Elevator Panel Retrofit Methods

Tips for removing and replacing plastic laminate elevator wall paneling. April 14, 2010

Question
We are doing casework on a job and the owner wants a price to redo some elevator panels. There are no visible fasteners and they are not hanging on z clips. I can’t imagine fastening these and then laminating them in place. Are there any other options for installing these panels with the laminate completed?

Forum Responses
(Cabinet and Millwork Installation Forum)
From contributor H:
Double check the hanging to make sure it is always tight with metal z clips. Check where the hand rails are fastened - it can be blind anchors behind the rails.



From contributor K:
Elevator panels are bolted from behind or bolted from the face and them laminated over at the factory. Anything you add to an elevator has to be flame proofed and the elevator has to be recalibrated to justify the weight difference.
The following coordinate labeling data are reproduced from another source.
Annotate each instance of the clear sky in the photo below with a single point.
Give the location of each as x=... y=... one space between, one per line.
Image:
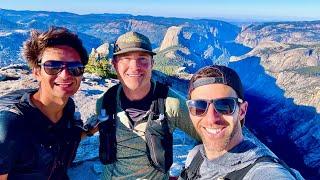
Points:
x=230 y=9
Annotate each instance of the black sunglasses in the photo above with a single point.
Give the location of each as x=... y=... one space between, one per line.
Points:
x=225 y=106
x=53 y=67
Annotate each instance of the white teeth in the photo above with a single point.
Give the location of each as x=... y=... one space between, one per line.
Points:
x=64 y=84
x=134 y=75
x=213 y=130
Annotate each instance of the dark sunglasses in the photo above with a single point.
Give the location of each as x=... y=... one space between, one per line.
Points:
x=53 y=67
x=225 y=106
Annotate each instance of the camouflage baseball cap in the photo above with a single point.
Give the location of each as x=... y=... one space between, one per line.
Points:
x=130 y=42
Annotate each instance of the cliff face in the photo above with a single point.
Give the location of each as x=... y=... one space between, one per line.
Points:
x=282 y=83
x=103 y=51
x=195 y=46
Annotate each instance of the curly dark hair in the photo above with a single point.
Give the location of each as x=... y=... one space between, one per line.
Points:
x=34 y=47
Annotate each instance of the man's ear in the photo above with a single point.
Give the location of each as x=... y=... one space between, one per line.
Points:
x=243 y=109
x=36 y=72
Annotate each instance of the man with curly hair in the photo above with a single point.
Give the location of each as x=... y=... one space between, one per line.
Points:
x=39 y=135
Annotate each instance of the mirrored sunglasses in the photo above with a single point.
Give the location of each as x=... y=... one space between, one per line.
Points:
x=53 y=67
x=225 y=106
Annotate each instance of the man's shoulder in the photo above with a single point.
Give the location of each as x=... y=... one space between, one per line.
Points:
x=192 y=153
x=268 y=170
x=11 y=124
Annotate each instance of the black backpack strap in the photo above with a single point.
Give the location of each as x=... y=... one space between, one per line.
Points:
x=239 y=174
x=160 y=94
x=193 y=170
x=109 y=101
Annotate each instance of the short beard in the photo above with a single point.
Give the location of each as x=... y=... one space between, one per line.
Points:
x=227 y=142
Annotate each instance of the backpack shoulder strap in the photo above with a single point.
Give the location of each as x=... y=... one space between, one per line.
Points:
x=239 y=174
x=160 y=94
x=109 y=101
x=193 y=170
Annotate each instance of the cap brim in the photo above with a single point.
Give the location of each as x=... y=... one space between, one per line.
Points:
x=133 y=50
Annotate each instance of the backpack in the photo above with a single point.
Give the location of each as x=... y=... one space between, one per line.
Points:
x=158 y=136
x=192 y=172
x=8 y=100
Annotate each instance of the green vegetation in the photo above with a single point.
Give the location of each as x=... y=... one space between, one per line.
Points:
x=166 y=65
x=101 y=67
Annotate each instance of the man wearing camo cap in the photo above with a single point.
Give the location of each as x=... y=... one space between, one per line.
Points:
x=144 y=115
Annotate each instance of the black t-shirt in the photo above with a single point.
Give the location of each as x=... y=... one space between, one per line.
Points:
x=32 y=147
x=137 y=110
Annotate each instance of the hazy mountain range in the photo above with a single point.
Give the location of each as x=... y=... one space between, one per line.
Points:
x=279 y=64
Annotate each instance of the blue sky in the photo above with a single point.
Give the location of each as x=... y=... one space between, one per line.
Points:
x=230 y=9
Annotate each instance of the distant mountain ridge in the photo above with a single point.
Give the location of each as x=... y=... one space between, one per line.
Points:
x=95 y=29
x=279 y=64
x=302 y=32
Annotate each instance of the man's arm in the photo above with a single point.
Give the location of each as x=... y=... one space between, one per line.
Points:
x=269 y=171
x=9 y=134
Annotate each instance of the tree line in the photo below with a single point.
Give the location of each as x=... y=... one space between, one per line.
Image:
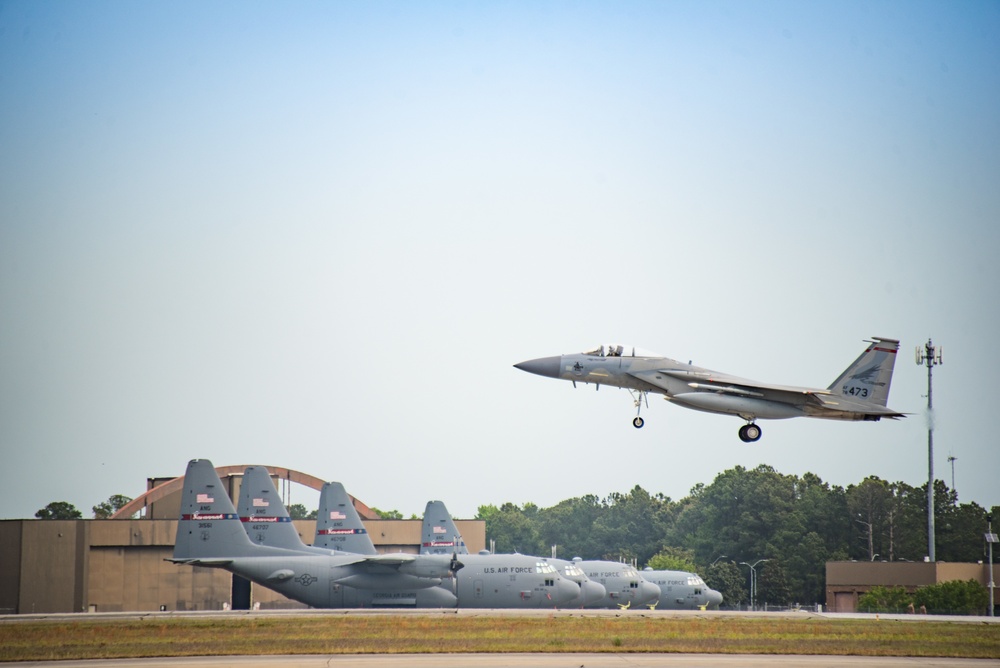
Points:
x=795 y=524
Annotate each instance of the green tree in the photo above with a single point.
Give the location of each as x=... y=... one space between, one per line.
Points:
x=953 y=598
x=106 y=509
x=867 y=502
x=673 y=559
x=59 y=510
x=569 y=525
x=297 y=511
x=725 y=577
x=515 y=529
x=772 y=584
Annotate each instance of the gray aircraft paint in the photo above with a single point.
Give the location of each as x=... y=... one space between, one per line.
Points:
x=591 y=592
x=440 y=534
x=680 y=590
x=264 y=515
x=484 y=581
x=338 y=525
x=861 y=392
x=623 y=585
x=211 y=534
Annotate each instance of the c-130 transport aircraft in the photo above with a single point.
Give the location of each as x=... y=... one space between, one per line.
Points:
x=477 y=581
x=859 y=393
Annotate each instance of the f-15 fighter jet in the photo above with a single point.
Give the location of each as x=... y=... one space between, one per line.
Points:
x=859 y=393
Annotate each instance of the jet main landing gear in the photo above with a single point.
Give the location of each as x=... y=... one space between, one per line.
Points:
x=750 y=433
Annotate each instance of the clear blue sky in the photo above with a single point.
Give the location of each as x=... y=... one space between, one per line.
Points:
x=318 y=235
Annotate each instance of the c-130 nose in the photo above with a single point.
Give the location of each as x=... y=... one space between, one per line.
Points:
x=543 y=366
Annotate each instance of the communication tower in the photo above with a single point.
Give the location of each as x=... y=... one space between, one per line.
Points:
x=931 y=356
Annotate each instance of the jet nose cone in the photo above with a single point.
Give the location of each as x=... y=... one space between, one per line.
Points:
x=543 y=366
x=648 y=593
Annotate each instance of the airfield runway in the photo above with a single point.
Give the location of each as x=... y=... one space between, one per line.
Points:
x=524 y=661
x=511 y=660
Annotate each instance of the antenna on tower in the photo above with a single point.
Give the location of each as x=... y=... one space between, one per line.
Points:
x=931 y=356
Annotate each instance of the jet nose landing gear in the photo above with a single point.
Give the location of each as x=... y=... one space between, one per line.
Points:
x=638 y=397
x=750 y=433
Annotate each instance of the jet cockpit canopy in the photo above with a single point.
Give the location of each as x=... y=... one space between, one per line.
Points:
x=615 y=350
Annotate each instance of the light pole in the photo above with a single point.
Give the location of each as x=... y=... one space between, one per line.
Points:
x=990 y=539
x=753 y=582
x=930 y=356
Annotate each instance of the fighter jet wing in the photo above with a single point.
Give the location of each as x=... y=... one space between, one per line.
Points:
x=201 y=562
x=713 y=381
x=844 y=403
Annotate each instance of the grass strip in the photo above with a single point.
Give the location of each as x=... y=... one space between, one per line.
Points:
x=158 y=637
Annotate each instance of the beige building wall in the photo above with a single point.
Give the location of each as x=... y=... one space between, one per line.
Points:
x=847 y=581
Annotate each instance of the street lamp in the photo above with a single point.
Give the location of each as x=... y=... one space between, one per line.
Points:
x=990 y=539
x=753 y=581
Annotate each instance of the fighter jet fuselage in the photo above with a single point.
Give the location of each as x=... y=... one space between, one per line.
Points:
x=859 y=393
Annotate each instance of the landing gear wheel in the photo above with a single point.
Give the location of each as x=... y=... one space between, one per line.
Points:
x=750 y=433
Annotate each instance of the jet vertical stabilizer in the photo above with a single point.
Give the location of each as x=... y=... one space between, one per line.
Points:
x=264 y=515
x=440 y=535
x=209 y=531
x=870 y=376
x=338 y=525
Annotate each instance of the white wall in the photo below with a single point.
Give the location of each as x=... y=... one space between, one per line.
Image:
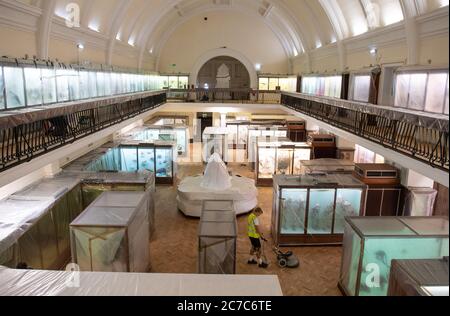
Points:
x=237 y=31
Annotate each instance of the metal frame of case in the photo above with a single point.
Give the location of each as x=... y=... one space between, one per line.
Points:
x=219 y=216
x=306 y=238
x=170 y=128
x=155 y=147
x=363 y=237
x=385 y=192
x=251 y=125
x=278 y=145
x=410 y=277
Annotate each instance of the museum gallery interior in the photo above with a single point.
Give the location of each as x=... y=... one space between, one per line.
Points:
x=141 y=138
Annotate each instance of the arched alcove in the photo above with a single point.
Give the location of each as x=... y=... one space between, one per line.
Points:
x=224 y=53
x=224 y=72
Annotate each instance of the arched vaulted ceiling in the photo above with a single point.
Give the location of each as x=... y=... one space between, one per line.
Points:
x=299 y=25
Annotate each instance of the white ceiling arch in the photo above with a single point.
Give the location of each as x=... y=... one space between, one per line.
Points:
x=156 y=36
x=300 y=25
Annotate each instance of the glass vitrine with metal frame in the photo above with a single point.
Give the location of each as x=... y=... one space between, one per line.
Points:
x=371 y=243
x=279 y=157
x=310 y=210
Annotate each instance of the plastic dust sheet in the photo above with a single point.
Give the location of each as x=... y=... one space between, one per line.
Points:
x=217 y=238
x=112 y=234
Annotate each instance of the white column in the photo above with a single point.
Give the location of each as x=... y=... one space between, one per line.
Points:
x=43 y=32
x=342 y=55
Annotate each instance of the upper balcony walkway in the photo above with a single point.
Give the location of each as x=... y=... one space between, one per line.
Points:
x=28 y=133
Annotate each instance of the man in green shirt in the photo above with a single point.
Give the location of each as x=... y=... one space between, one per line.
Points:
x=255 y=235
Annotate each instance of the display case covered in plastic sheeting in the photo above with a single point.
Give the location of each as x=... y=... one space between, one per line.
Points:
x=371 y=243
x=112 y=234
x=95 y=184
x=62 y=283
x=419 y=278
x=279 y=157
x=34 y=224
x=420 y=201
x=217 y=238
x=215 y=141
x=328 y=166
x=310 y=210
x=131 y=157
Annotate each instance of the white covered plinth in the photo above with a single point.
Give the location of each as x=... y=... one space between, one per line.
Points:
x=216 y=184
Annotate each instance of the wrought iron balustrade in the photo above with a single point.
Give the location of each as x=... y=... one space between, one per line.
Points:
x=29 y=133
x=420 y=135
x=225 y=96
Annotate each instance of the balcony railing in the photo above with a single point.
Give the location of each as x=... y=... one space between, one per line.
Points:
x=420 y=135
x=225 y=96
x=28 y=133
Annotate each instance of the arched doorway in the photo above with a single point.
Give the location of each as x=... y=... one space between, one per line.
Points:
x=223 y=72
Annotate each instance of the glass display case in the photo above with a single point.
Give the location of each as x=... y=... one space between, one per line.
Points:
x=215 y=140
x=310 y=210
x=420 y=201
x=34 y=86
x=14 y=87
x=157 y=158
x=324 y=146
x=419 y=278
x=297 y=131
x=239 y=131
x=178 y=134
x=279 y=157
x=256 y=132
x=217 y=238
x=95 y=184
x=112 y=234
x=35 y=224
x=31 y=83
x=371 y=243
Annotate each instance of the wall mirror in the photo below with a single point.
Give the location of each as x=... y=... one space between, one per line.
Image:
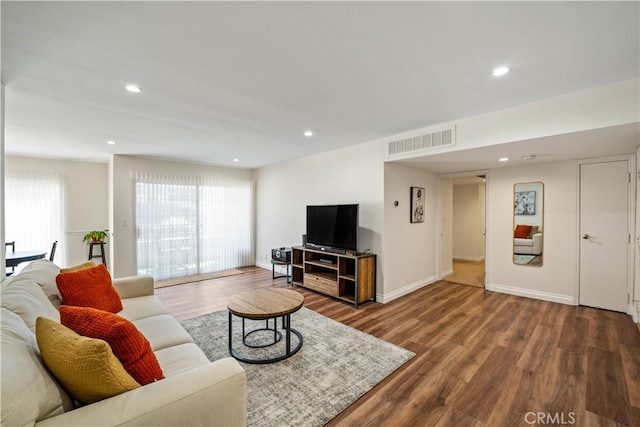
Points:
x=528 y=221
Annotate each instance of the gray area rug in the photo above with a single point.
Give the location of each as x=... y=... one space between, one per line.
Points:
x=335 y=366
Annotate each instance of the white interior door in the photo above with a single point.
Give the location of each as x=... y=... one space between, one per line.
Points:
x=604 y=235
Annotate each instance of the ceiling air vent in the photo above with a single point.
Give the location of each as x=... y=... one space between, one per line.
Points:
x=443 y=138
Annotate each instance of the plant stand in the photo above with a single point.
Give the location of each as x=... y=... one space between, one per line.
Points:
x=100 y=245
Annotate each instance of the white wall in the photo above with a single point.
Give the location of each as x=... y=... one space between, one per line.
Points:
x=85 y=200
x=468 y=222
x=121 y=186
x=411 y=259
x=446 y=227
x=557 y=279
x=604 y=106
x=349 y=175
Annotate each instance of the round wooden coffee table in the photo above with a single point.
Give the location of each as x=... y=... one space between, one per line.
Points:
x=266 y=304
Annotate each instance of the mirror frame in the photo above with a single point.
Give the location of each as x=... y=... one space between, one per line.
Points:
x=537 y=204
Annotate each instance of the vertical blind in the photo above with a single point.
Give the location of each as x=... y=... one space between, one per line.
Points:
x=33 y=211
x=190 y=225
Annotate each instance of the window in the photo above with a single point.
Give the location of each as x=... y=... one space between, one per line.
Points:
x=34 y=212
x=192 y=225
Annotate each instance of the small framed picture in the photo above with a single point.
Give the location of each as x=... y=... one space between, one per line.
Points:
x=524 y=203
x=417 y=204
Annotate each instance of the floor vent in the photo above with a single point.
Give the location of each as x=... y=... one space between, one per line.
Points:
x=443 y=138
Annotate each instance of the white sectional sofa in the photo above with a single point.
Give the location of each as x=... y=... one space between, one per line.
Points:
x=195 y=391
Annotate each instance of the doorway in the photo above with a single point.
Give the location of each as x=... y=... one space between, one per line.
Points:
x=605 y=234
x=468 y=227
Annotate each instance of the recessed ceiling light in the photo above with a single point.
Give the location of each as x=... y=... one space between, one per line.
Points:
x=133 y=88
x=500 y=71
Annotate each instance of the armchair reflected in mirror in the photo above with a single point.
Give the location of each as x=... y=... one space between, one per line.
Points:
x=528 y=221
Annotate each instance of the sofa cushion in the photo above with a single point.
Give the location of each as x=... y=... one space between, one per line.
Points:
x=86 y=367
x=141 y=307
x=522 y=231
x=126 y=342
x=27 y=299
x=29 y=392
x=44 y=273
x=163 y=331
x=83 y=266
x=90 y=287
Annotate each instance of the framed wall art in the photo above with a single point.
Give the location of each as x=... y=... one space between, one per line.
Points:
x=417 y=204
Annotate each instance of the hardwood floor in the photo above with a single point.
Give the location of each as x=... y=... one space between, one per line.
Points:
x=482 y=358
x=467 y=273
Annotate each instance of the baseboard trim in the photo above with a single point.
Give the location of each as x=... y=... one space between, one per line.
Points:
x=385 y=298
x=530 y=293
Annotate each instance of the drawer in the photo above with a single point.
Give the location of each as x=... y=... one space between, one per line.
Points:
x=321 y=284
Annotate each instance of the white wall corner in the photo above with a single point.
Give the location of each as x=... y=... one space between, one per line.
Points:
x=446 y=273
x=531 y=293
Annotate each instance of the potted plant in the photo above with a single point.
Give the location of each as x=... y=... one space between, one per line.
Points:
x=95 y=236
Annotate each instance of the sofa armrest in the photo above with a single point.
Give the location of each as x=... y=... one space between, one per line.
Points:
x=134 y=286
x=210 y=395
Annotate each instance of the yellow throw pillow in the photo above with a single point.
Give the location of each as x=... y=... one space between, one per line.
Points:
x=84 y=265
x=85 y=367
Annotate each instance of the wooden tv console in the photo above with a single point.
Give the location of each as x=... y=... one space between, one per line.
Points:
x=348 y=277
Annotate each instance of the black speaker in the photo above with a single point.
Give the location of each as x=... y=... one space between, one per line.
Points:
x=281 y=254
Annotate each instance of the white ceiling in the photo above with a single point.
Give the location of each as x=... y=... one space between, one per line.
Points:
x=225 y=80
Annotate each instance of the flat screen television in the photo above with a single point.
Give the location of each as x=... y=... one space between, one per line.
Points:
x=332 y=227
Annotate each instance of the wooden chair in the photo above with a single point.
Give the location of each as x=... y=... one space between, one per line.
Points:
x=9 y=271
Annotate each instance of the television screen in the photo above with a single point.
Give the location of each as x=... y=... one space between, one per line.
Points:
x=333 y=226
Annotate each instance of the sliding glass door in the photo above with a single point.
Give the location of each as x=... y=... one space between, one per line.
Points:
x=192 y=225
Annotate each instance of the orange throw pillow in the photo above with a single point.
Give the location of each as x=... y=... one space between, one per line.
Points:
x=90 y=287
x=127 y=343
x=522 y=231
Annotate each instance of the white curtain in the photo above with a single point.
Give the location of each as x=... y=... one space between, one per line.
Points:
x=33 y=212
x=190 y=225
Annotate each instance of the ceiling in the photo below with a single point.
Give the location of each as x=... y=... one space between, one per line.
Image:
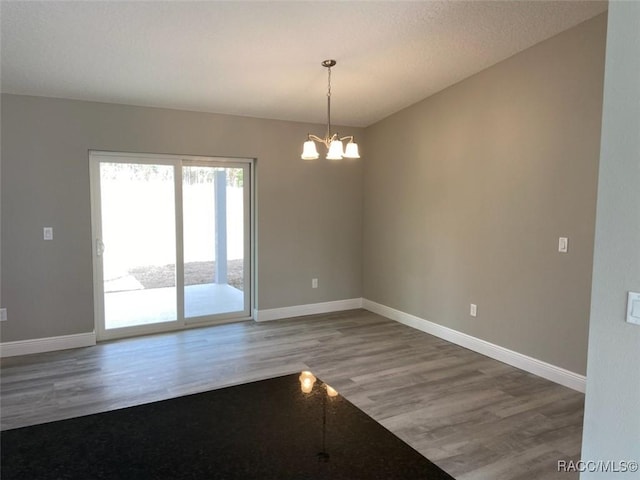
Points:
x=262 y=59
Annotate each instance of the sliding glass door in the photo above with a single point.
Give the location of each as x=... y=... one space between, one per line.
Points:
x=172 y=241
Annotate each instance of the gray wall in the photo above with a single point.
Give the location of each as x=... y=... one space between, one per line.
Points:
x=309 y=213
x=467 y=192
x=612 y=409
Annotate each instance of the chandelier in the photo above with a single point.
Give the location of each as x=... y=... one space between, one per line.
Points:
x=335 y=148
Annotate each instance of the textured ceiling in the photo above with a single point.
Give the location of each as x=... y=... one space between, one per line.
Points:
x=262 y=59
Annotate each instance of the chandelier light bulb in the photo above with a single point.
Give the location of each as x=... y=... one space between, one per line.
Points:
x=333 y=142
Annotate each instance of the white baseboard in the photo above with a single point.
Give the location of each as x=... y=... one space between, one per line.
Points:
x=518 y=360
x=50 y=344
x=309 y=309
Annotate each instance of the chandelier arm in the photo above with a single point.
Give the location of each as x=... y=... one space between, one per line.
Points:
x=329 y=103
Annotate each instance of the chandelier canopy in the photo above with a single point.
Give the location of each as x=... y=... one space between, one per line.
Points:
x=333 y=142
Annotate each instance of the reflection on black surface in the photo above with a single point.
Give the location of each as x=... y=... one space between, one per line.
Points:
x=292 y=427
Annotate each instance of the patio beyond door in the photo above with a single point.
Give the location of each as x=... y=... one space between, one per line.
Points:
x=172 y=243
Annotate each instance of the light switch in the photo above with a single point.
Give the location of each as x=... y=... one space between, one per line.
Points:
x=633 y=308
x=563 y=244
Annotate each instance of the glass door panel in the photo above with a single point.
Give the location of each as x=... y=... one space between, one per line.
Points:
x=138 y=244
x=215 y=216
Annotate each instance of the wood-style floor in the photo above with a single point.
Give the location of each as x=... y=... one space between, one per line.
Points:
x=473 y=416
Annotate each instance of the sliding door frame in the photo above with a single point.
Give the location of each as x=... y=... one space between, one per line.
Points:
x=249 y=247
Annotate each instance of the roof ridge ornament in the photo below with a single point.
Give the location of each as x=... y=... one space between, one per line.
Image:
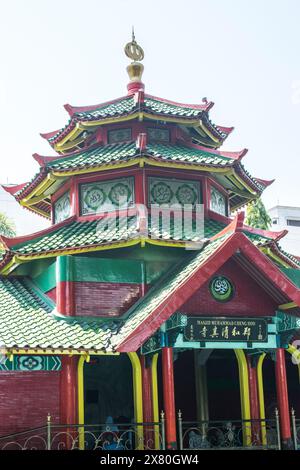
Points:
x=135 y=70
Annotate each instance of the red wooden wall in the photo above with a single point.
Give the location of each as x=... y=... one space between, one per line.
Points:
x=249 y=299
x=26 y=398
x=104 y=299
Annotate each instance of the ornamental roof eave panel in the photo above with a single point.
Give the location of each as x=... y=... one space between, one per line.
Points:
x=27 y=321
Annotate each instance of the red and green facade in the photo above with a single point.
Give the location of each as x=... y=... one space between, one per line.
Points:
x=109 y=282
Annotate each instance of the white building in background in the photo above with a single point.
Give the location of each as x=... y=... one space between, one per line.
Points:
x=287 y=218
x=26 y=222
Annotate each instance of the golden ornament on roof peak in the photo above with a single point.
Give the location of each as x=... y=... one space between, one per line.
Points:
x=133 y=50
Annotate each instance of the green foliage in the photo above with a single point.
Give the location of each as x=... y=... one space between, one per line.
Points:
x=257 y=215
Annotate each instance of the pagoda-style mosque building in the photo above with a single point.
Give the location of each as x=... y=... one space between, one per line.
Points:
x=148 y=308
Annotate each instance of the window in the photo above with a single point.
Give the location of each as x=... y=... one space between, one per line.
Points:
x=106 y=196
x=217 y=201
x=173 y=191
x=119 y=135
x=62 y=208
x=155 y=134
x=293 y=222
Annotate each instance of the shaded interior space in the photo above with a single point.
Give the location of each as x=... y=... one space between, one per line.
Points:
x=269 y=380
x=185 y=386
x=292 y=374
x=220 y=400
x=223 y=386
x=108 y=390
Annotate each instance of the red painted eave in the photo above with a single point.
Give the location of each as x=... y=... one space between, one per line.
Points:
x=265 y=183
x=206 y=106
x=226 y=130
x=237 y=242
x=49 y=135
x=13 y=189
x=276 y=236
x=11 y=242
x=238 y=155
x=84 y=109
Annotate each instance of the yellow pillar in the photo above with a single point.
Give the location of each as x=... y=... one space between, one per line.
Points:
x=296 y=355
x=261 y=398
x=80 y=388
x=137 y=397
x=155 y=399
x=244 y=394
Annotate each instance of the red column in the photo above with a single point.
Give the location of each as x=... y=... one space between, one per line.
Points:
x=283 y=399
x=147 y=391
x=254 y=400
x=169 y=397
x=64 y=286
x=68 y=394
x=147 y=403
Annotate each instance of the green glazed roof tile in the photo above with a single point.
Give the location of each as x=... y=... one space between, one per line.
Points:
x=163 y=107
x=122 y=152
x=26 y=321
x=87 y=234
x=164 y=288
x=117 y=108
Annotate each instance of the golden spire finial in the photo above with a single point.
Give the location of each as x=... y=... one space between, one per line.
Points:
x=135 y=69
x=133 y=50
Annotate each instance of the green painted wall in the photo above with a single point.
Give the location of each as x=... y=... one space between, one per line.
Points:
x=292 y=274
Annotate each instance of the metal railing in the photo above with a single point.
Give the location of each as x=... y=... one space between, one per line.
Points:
x=295 y=430
x=234 y=434
x=116 y=436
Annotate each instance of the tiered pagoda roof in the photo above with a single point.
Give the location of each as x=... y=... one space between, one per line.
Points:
x=30 y=322
x=226 y=166
x=28 y=318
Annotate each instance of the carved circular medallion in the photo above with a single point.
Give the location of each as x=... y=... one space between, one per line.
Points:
x=186 y=194
x=119 y=194
x=221 y=288
x=94 y=197
x=134 y=51
x=161 y=193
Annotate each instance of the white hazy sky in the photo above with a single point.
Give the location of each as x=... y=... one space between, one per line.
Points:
x=243 y=55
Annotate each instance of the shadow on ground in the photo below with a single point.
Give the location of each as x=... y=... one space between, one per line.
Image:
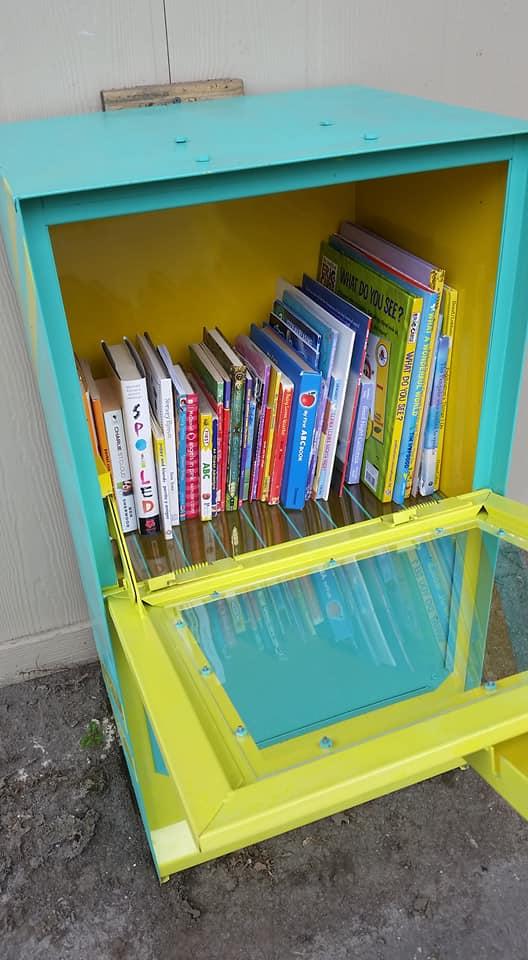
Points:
x=438 y=872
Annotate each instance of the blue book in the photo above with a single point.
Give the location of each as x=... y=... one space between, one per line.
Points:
x=297 y=325
x=432 y=424
x=306 y=390
x=281 y=326
x=328 y=343
x=423 y=347
x=359 y=434
x=360 y=322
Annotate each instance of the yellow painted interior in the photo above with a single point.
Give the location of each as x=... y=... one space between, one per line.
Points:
x=452 y=218
x=173 y=271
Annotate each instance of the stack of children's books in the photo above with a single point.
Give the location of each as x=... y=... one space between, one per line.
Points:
x=346 y=381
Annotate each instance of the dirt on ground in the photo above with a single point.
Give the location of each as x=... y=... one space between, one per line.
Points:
x=437 y=872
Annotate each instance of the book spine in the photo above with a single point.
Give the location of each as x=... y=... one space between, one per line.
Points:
x=214 y=472
x=120 y=470
x=359 y=434
x=427 y=400
x=273 y=403
x=266 y=415
x=235 y=439
x=88 y=413
x=192 y=465
x=448 y=330
x=244 y=453
x=281 y=440
x=414 y=461
x=250 y=445
x=139 y=441
x=289 y=333
x=260 y=428
x=162 y=474
x=102 y=439
x=166 y=421
x=326 y=465
x=384 y=490
x=415 y=400
x=225 y=454
x=317 y=449
x=293 y=491
x=181 y=423
x=206 y=466
x=430 y=449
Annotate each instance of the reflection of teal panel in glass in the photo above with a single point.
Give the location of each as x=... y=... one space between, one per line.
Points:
x=295 y=656
x=157 y=759
x=512 y=584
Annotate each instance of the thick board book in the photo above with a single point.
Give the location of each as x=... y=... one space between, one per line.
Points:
x=390 y=355
x=306 y=387
x=136 y=416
Check your local codes because in some states you have to be registered to work on elevators.


From contributor Q:
I have done this many times. Sometimes the panels come off with hidden fasteners behind the bump rail and sometimes they are attached and then veneered in place. I have done both types. If you have one that seems to not lift off you will have to pry/break them off and build new ones.

You can install the new ones with z clips of you can just use propane type contact glue to place with dollops of liquid nails in places for long term security. Just make sure that you make a mechanical connection through the bump/grab rail with some fresh self tapper bolts through a sleeve ring and then the rail attached to it with a set screw. Make sure the bolts are not too long though you don't want the elevator guy to get cut by an end sticking out to far when he is behind the elevator for service (most of the time they are above or below anyhow but better to not create any snag points). I have many cabs out there with these methods and no problems to date.